As containing COVID-19 becomes a reality across Europe, countries are taking extreme measures to minimize infection. On Saturday, French health minister Olivier Veran asked his compatriots to avoid handshakes and kiss greetings.
After 16 new cases of the coronavirus were recorded in France, the government has also closed many schools, banned gatherings of more than 5,000 people in confined spaces and asked citizens to wash their hands thoroughly - but it is perhaps the advice to avoid handshakes, hugs and kisses that is the biggest culture shock.
This health advice clashes with the country's traditionally tactile culture, and France isn't alone in this. In the European country where most cases have been recorded, Italy, all those friendly gestures regarded as so typically Italian are now being discouraged.
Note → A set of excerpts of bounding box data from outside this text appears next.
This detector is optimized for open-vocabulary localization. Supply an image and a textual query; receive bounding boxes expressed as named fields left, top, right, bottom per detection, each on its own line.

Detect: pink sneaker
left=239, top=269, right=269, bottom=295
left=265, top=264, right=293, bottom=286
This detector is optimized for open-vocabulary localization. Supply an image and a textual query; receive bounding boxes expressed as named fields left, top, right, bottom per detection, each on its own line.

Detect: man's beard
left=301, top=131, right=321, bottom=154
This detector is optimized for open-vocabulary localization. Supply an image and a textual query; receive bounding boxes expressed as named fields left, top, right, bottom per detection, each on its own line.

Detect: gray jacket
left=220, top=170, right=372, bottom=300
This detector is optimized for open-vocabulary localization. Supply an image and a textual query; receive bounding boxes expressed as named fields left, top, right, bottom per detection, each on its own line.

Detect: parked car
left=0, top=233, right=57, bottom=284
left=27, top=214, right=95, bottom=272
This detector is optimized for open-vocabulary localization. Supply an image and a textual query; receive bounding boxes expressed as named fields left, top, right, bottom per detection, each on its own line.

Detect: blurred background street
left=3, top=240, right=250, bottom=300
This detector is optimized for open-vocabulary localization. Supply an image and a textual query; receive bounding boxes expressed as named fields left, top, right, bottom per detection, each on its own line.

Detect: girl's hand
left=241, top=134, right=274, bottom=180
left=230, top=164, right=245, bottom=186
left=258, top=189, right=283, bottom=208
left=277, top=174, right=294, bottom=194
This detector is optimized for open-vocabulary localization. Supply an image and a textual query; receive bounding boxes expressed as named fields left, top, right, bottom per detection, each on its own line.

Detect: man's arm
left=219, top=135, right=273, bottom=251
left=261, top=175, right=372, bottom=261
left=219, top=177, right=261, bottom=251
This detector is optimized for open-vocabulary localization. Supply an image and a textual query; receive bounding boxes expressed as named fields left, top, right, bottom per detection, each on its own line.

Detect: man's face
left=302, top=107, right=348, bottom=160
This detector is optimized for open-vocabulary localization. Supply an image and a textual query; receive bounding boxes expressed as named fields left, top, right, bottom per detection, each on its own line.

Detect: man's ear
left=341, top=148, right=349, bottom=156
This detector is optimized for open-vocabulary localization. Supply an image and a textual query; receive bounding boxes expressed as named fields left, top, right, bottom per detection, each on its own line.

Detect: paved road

The effects of COVID-19 go beyond national culture into religious practice. In Italian churches, the fear of contagion has overruled the ritualistic handshake in the name of peace and solidarity between worshipers - and the ceremony of the holy communion hand-to-mouth is now frowned upon.
As global media broadcasts images of public officials and medical staff in masks and containment suits while fighting COVID-19, Europeans are left confused about where the line is between reasonable precaution and panic, even if the case for avoiding direct contact with other people is legitimate.
But a case can also be made for keeping an appearance of normality in times of crisis. Old habits die hard: the French, the Italians, or the Spanish are unlikely to suddenly deny their families and friends a gesture that has so much meaning in their countries' everyday life.
What's in a kiss? The origin and significance of the kiss greeting
In our globalized world it is quite common for a Spanish person to meet a British one, for a German to hang out with a Brazilian, for a Japanese to work with an Italian.
And where one might greet a friend or a colleague with a wave, the other might go for a simple nod or a handshake, a kiss on the cheek or maybe two, or even a hug. And it's not always easy to coordinate the same ritual.
Given the importance of first impressions, being introduced to someone new can already be nerve-wracking, when the greeting has the potential to turn into an awkward experience.
Even among countries that share the tradition of kiss greeting – and this goes from European to Latin American countries and some parts of the Middle East and Asia - the rules to the ritual are not the same everywhere, with many a potential faux pas.
If you're faced with a kiss greeting the first time you're ever meeting someone in Europe, it's very likely that the person in front of you will be French. If an Italian greets you with two cheek kisses, they probably consider you a friend.
All these kisses are rarely lip-to-cheek kisses, but they're normally 'air kisses' and equal to a grazing of the cheek.
It's a ritualistic act in which closeness to the other person, gender dynamics and tradition all play a role.
Graffiti in Milan by Italian street artist TvBoy reworks Francesco Hayez' iconic 'The Kiss' with the lovers wearing face masks and holding hand sanitizers. TvBoy/Instagram
While giving one kiss is common in Colombia, Argentina, Chile, Peru and the Philippines, in Europe it would probably make people uncomfortable.
Italy, Portugal, Spain, Greece, Hungary, Romania, Croatia, Bosnia and France all share the tradition of giving two kisses – though the number of kisses changes region by region in France and there's even a website recording how many kisses to expect where - but whereas all of these countries start on the right cheek, the Italians start on the left: a formula for social disaster.
Three kisses are shared as a greeting in Belgium, Ukraine, Serbia, Montenegro, Macedonia, Slovenia, the Netherlands and Switzerland.
The origin of kiss-greeting are almost lost in a faraway ancestral past, but there's agreement among the experts that the Romans were the ones who made it popular and exported the ritual across Europe.
The Romans' osculum - a kiss shared for greeting each other to show politeness and courtesy - gained popularity across Europe and became tied up in various customs from country to country. On 16 July 1439, as the plague spread across England, King Henry VI was forced to ban kissing to avoid contagion – sound familiar?
Henry's ban was ineffective, and non-romantic kissing returned, to a greater or lesser extent, in most cultures. This interestingly personal ritual has now stubbornly survived for centuries, through increased levels of hygiene and etiquette awareness, defeating even the rising importance set on the concepts of physical boundaries.
The reasons can be found in the values it represents: a kiss on the cheek is a way to offer someone a warm welcome, to show them friendship and affection, to establish a certain degree of closeness to someone.
France, Italy, Spain, Portugal and all the other countries where is common to greet someone with kisses are all cultures where human contact is a fundamental part of the national character. The greeting kiss, the physical proximity, the occasional hand on the shoulder are all ways in which these countries express the idea of being sociable.
It might seem like a little thing to give up, a basic health measure: but for the people who kiss their friends and families hello and goodbye, avoiding this deeply entrenched gesture is equivalent to rejecting a social ritual that has been establishing and reinforcing relationships through all their life.